By Peter Cohan
Koch Industries has gotten a tremendous return on its investment in the Tea Party. As the details of the April 8 budget deal emerge, it's become clear that $1.65 billion of the $38.5 billion in budget cuts that kept the U.S. government hostage was a fraction of Koch's ransom payment.
After all, Koch is a $100 billion privately held refining, chemicals, plastics and textiles company, that has contributed at least $45 million to the Tea Party through various Political Action Committees. And Koch is not going to be satisfied until it has zeroed out the Environmental Protection Agency (EPA) budget so it can exercise what it believes is its right to pollute.
While the last-minute budget deal was vague on the details last week, it has become clearer who will pay the price for the Tea Party's electoral victory last November (TPM provides a list of all the cuts). According to the Wall Street Journal, the $38.5 billion deal includes a 16% cut in the EPA's budget, taking it down to $8.7 billion. Those cuts will make it harder for states to enforce environmental laws and includes the following initiatives that will gut the EPA:
- Cut $1 billion from programs to build sewage-treatment and drinking-water plants;
- Slash by 33%, or $149 million, a federal fund for buying land for environmental purposes; and
- Reduce by 13%, or $49 million, programs related to climate change.

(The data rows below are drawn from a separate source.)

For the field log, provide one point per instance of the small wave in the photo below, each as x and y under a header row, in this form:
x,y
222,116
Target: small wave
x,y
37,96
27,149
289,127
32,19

Why is Koch eager to wipe out the EPA and why would it love to cut the $8.7 billion left in its budget? That's easy, Koch has an outstanding record when it comes to polluting -- including repeated spills from its oil pipelines and thwarted efforts to dump Dioxin -- the genetic-mutation-causing chemical in Agent Orange -- into a river in Florida. How so? In these three examples alone, the EPA has required Koch to pay $51.5 million in fines and $505 million in facilities upgrades:
- $1.5 million in EPA fines and $500 million in facilities upgrades. In 2009, the EPA announced that Koch would pay $1.5 million in fines and invest $500 million to add pollution control equipment to 12 plants in which the EPA found 680 violations of water, air, hazardous waste, emergency planning and preparedness laws.
- $30 million EPA fine for 300 oil spills. In January 2000, the EPA and the U.S. Justice Department required Koch to pay a $30 million fine and to spend $5 million on pipeline upgrades after 300 oil spills from Koch pipelines and facilities in six states -- Texas, Oklahoma, Kansas, Missouri, Louisiana and Alabama. Among the spills was one 100,000 gallon oil spill in Texas that "caused a 12-mile oil slick on Nueces Bay and Corpus Christi Bay."
- $20 million Justice Department settlement for benzene release. In late 2000, Koch faced 97 counts of covering up the illegal releases of 91 tons of benzene, a carcinogen, from its refinery in Corpus Christi. Koch agreed to settle the charges, that could have included $350 million in fines, in exchange for a guilty plea for falsifying documents, and a $20 million settlement.
Koch appears to be a very successful company. And it even has its own management philosophy -- dubbed Market Based Management (MBM). According to an interview with MBM's author, Charles Koch, between 1960 and 2009, Koch's book value rose 2,500-fold -- 17.1 times the 146-fold growth of the S&P 500. It's an impressive, if self-reported, performance.
And that performance seems to have given Koch the ability to delude itself big time. A key principle of MBM, according to Koch, is "integrity and compliance. Without them, we cannot create real value or survive as a company. We place integrity first. In addition, we strive for 10,000 percent compliance, which means 100 percent of employees fully complying 100 percent of the time with all environmental, health, safety and other applicable laws and regulations 100% compliance and 100% integrity."
In comparing Koch's record of violating environmental laws and paying record fines for these violations, I wonder how Koch would reconcile its words with its deeds.
But if its self-reported returns on investment are accurate, then it's pretty clear that Koch 3,667% return on its Tea Party investment so far is only the beginning. If it can zero out the EPA, or even cripple it enough to practice its unfettered right to pollute, it will have succeeded in achieving 10,000% compliance by eliminating the environmental laws the violation of which has cost it at least $51.5 million in fines and $505 million in pollution control investment.
If those laws go away, then it can keep doing what it has been doing and will have no legal limits on how much it can pollute. The only question then will be whether the Americans who live next to its polluting plants and pipelines will have any ability to stop what Koch can do in pursuit of its interests to profit and pollute.